RESULTS OF DEFINITIVE STUDY
- mortality and clinical observations: one of the animals in the 48-hour treatment group died on the day of dosing. The clinical symptoms observed were similar to those seen in the toxicity range-finding study, although occasionally animals showed additional symptoms of ataxia and body tremors.

- there were no significant increases in the frequency of micronucleated PCE's in any of the treatment groups.
- one male in the 24-hour treatment group had a frequency of 13 micronucleated PCE#s per 1000 PCE's. The slide from this animal was rescored independently 3 times and gave scores of 6, 9 and 8 micronucleated PCE's per 1000 PCE's . According to the authors, it may be concluded that this animal did have a higher than normal frequency of micronucleated PCE's although it was probably not treatment-related.
- there were no significant increases in the frequency of micronucleated NCE's in the treatment groups and also there was no significant changes in the NCE/PCE ratio.
- positive control group: a marked increase in the incidence of micronucleated polychromatic erythrocytes was observed.

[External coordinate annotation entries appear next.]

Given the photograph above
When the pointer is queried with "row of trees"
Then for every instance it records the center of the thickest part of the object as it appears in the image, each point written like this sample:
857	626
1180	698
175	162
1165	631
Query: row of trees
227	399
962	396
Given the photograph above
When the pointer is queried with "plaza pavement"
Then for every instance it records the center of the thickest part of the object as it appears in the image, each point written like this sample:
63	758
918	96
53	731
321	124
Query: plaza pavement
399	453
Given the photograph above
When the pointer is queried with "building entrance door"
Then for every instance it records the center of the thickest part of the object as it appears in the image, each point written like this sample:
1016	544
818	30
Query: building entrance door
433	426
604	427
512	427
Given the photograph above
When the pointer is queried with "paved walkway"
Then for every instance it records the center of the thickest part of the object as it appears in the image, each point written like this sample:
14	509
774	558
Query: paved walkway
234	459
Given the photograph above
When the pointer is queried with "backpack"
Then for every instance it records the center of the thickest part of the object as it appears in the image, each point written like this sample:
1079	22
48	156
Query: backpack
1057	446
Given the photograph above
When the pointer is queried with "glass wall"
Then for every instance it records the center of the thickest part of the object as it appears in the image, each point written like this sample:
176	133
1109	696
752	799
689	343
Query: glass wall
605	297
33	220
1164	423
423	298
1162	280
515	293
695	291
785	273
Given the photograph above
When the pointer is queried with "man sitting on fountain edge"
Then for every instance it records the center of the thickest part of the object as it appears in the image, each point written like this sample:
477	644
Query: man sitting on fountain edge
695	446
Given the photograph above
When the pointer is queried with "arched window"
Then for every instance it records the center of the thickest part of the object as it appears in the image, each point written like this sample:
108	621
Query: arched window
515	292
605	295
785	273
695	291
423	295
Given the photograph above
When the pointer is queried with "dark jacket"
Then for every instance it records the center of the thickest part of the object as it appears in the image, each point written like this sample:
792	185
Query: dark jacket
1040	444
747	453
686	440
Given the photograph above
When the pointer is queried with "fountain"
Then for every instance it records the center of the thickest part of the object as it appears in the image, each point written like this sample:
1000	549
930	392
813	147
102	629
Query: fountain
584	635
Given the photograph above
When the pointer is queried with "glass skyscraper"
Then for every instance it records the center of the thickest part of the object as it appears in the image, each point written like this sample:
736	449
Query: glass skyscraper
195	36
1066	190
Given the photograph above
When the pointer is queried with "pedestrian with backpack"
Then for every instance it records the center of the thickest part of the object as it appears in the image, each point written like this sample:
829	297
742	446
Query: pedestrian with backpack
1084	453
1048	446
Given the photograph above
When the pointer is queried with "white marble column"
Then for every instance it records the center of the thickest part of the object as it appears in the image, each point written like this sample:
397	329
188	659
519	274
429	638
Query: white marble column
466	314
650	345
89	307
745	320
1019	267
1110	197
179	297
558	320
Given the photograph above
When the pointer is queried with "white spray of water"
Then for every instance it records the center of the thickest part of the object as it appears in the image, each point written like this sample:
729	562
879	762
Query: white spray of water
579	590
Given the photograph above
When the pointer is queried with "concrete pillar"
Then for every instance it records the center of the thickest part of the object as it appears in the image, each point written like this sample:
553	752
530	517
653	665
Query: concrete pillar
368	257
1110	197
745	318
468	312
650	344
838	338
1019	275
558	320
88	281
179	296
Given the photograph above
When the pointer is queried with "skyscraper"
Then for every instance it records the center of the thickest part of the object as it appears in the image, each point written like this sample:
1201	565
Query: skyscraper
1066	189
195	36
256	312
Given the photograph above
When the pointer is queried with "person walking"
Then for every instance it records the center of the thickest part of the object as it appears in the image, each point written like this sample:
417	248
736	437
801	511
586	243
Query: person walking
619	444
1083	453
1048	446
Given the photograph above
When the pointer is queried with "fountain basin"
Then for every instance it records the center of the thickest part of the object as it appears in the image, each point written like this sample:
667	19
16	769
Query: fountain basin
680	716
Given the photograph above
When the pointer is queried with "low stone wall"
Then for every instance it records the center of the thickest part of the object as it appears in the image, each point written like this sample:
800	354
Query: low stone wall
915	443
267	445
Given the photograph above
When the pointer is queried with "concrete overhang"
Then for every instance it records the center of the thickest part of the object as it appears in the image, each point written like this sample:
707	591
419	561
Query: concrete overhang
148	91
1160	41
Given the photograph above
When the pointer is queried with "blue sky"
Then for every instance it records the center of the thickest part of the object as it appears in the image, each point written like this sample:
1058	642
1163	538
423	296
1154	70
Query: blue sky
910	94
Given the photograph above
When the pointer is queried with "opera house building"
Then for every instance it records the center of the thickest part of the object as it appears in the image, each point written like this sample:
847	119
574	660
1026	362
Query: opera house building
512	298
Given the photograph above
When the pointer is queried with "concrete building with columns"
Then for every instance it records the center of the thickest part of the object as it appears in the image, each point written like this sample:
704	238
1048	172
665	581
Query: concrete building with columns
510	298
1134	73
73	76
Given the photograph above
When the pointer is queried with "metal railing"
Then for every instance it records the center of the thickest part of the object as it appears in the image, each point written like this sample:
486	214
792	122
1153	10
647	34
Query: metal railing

- the test material did not induce a statistically significant increase in micronucleated PCE'S. Stannous methane sulphonate (12.11.87) was considered therefore to be non-mutagenic under the conditions of the test.

Applicant's summary and conclusion

Conclusions:

Interpretation of results (migrated information): negative
Stannous methane sulphonate was found not to produce micronuclei in polychromatic erythrocytes of mice under the conditions of the test.